Decreto sobre la actividad misionera de la Iglesia «Ad Gentes», § 10-11

«Llamó Jesús a los Doce y los fue enviando de dos en dos»

     La Iglesia, enviada por Cristo para manifestar y comunicar la caridad de Dios a todos los hombres y pueblos, sabe que le queda por hacer todavía una obra misionera ingente… La Iglesia, para poder ofrecer a todos el misterio de la salvación y la vida traída por Dios, debe insertarse en todos estos grupos con el mismo afecto con que Cristo se unió por su encarnación a determinadas condiciones sociales y culturales de los hombres con quienes convivió…
     Porque todos los fieles cristianos, dondequiera que vivan, están obligados a manifestar con el ejemplo de su vida y el testimonio de la palabra el nombre nuevo de que se revistieron por el bautismo, y la virtud del Espíritu Santo, por quien han sido fortalecidos con la confirmación, de tal forma que, todos los demás, al contemplar sus buenas obras, glorifiquen al Padre y perciban, cabalmente, el sentido auténtico de la vida y el vínculo universal de la unión de los hombres(cf Col 3,10;Mt 5,16).

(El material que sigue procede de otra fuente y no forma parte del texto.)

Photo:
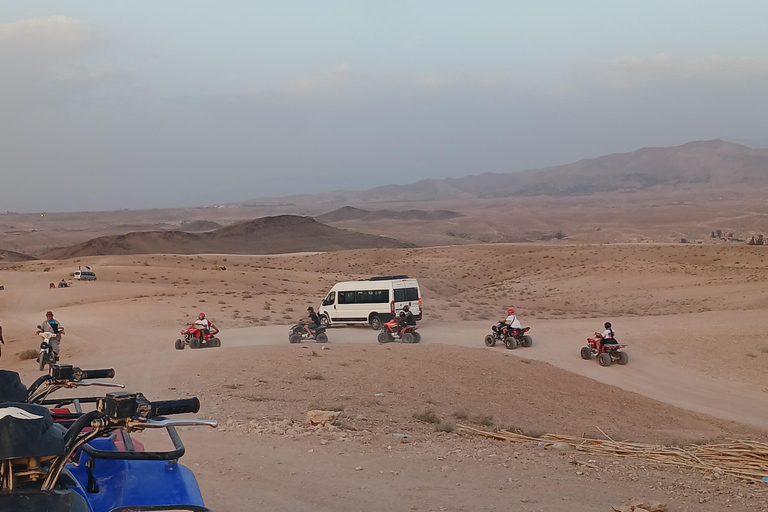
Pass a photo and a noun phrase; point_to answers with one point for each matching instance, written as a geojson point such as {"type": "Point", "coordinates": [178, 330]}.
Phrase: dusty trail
{"type": "Point", "coordinates": [657, 376]}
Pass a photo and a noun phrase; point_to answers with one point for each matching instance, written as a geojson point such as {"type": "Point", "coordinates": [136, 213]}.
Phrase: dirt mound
{"type": "Point", "coordinates": [268, 235]}
{"type": "Point", "coordinates": [199, 225]}
{"type": "Point", "coordinates": [12, 257]}
{"type": "Point", "coordinates": [352, 213]}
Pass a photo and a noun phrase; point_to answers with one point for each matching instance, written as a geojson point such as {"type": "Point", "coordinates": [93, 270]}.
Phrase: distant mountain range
{"type": "Point", "coordinates": [352, 213]}
{"type": "Point", "coordinates": [707, 163]}
{"type": "Point", "coordinates": [13, 257]}
{"type": "Point", "coordinates": [267, 235]}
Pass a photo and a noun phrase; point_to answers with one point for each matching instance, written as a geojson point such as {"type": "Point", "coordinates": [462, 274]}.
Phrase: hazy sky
{"type": "Point", "coordinates": [107, 105]}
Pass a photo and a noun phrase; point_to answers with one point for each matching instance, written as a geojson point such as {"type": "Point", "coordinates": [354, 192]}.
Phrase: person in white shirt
{"type": "Point", "coordinates": [511, 322]}
{"type": "Point", "coordinates": [608, 335]}
{"type": "Point", "coordinates": [205, 326]}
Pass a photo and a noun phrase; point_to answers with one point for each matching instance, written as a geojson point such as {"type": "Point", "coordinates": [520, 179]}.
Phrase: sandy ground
{"type": "Point", "coordinates": [692, 317]}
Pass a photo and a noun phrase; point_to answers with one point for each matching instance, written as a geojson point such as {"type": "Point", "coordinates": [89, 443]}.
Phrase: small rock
{"type": "Point", "coordinates": [322, 418]}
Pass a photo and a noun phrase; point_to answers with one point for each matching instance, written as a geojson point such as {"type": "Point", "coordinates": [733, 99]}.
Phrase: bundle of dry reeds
{"type": "Point", "coordinates": [744, 459]}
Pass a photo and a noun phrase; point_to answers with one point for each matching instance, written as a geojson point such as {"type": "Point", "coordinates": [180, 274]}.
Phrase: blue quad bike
{"type": "Point", "coordinates": [53, 459]}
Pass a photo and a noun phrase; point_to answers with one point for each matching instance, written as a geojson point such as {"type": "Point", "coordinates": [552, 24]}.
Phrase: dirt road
{"type": "Point", "coordinates": [654, 375]}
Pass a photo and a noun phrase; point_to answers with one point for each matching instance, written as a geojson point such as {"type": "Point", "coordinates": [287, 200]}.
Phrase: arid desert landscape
{"type": "Point", "coordinates": [691, 314]}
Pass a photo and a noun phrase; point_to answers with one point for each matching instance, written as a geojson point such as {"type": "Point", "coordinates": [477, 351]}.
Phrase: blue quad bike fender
{"type": "Point", "coordinates": [143, 484]}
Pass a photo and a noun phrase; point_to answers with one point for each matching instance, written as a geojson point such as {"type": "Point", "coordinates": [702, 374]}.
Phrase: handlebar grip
{"type": "Point", "coordinates": [181, 406]}
{"type": "Point", "coordinates": [106, 373]}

     Para que los mismos fieles puedan dar fructuosamente este testimonio de Cristo, reúnanse con aquellos hombres por el aprecio y la caridad, reconózcanse como miembros del grupo humano en que viven, y tomen parte en la vida cultural y social…; descubran con gozo y respeto las semillas de la Palabra que en ellas laten; pero atiendan, al propio tiempo, a la profunda transformación que se realiza entre las gentes y trabajen para que los hombres de nuestro tiempo, demasiado entregados a la ciencia y a la tecnología del mundo moderno, no se alejen de las cosas divinas, más todavía, para que despierten a un deseo más vehemente de la verdad y de la caridad revelada por Dios. Como el mismo Cristo escudriñó el corazón de los hombres y los ha conducido con un coloquio verdaderamente humano a la luz divina, así sus discípulos, inundados profundamente por el espíritu de Cristo, deben conocer a los hombres entre los que viven, y tratar con ellos, para advertir en diálogo sincero y paciente las riquezas que Dios generoso ha distribuido a las  gentes; y, al mismo tiempo, esfuércense en examinar sus riquezas con la luz evangélica, liberarlas y reducirlas al dominio de Dios Salvador.